The modern Olympic torch originated with John Hench, who was a Disney artist that designed the torch for the 1960 Winter Olympics in Squaw Valley, California. From that point on, his torch design idea laid the foundation for all future torches.
Since then, future designers have tried to invent a torch that represents the host country, as well as the theme for that particular Olympics.
It takes about a year or two for the idea of the torch design to come to fruition. Once the torch is built, it is then tested rigorously in all sorts of weather conditions. Once it passes the tests, the torch is then replicated several times, because it isn’t just one torch that makes the journey into the Olympic stadium; it’s thousands. There can be anywhere between 10,000 to 15,000 torches that are created in order to accommodate the thousands of runners who carry the torches through each leg of the relay.

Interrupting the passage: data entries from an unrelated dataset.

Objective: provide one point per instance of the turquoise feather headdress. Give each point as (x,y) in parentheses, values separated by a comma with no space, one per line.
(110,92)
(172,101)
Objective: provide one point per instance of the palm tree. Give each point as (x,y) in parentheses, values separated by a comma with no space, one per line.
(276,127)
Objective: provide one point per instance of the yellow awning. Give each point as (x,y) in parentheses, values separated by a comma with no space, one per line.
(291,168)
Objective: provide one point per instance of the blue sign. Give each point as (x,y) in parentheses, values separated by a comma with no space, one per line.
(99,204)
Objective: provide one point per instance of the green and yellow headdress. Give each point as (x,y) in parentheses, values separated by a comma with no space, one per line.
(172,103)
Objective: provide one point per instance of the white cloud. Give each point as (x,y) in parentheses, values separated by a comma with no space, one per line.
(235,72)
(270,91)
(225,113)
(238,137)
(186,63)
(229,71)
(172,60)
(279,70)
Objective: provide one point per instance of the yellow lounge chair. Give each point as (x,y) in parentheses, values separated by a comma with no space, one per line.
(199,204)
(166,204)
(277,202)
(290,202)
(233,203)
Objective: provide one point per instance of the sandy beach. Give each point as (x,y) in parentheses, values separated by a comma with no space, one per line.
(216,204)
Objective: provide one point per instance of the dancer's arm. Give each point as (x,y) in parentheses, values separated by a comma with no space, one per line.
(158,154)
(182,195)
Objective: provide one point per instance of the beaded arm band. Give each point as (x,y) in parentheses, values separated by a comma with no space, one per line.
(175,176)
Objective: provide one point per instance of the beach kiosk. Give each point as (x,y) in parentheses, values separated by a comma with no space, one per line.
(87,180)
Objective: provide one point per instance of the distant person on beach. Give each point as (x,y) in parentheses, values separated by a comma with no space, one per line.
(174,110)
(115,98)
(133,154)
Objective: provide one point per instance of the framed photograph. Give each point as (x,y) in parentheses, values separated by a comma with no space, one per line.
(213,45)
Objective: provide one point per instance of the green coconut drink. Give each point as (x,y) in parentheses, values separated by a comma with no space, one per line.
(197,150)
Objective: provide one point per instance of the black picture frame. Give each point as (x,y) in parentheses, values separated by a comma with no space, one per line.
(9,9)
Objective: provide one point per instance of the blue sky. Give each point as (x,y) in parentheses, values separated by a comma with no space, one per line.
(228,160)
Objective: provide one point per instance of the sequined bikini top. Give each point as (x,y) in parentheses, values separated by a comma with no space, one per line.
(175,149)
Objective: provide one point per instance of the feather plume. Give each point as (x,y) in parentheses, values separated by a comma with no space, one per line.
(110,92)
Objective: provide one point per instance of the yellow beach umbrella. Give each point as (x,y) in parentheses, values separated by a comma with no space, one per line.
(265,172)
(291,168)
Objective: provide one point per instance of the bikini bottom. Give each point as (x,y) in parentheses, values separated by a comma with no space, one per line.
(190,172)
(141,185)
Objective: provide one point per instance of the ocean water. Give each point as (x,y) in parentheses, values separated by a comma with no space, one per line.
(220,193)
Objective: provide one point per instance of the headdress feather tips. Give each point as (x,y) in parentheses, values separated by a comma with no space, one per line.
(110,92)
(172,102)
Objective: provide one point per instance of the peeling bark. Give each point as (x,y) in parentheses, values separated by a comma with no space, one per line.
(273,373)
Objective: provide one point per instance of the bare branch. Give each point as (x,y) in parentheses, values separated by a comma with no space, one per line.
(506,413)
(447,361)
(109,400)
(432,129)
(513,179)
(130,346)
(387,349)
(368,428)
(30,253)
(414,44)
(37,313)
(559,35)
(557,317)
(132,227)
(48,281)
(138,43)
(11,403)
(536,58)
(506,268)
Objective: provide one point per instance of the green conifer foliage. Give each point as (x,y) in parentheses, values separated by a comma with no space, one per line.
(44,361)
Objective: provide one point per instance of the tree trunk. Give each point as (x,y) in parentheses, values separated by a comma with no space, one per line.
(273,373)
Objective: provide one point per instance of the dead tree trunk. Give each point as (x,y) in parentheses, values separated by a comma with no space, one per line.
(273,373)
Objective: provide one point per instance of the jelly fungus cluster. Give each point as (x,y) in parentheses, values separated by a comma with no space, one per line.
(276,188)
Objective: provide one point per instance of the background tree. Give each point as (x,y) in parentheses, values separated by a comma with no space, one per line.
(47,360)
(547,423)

Despite the fact that the ideas for the torch design vary every four years, the torches must always contain some basic elements:
- Fuel to create the flame
- A fuel delivery system that will get the flame out of the top of the torch
- An aerodynamic design that is both lightweight and safe for a runner to carry
The 2014 Winter Olympics will come to a close on Sunday, February 23, and the torch that’s been lit throughout the duration of the Games will finally be extinguished. But, you better believe that the creative minds of designers already are bursting with ideas that “spark” their imaginations for the creation of the next Games’ torch!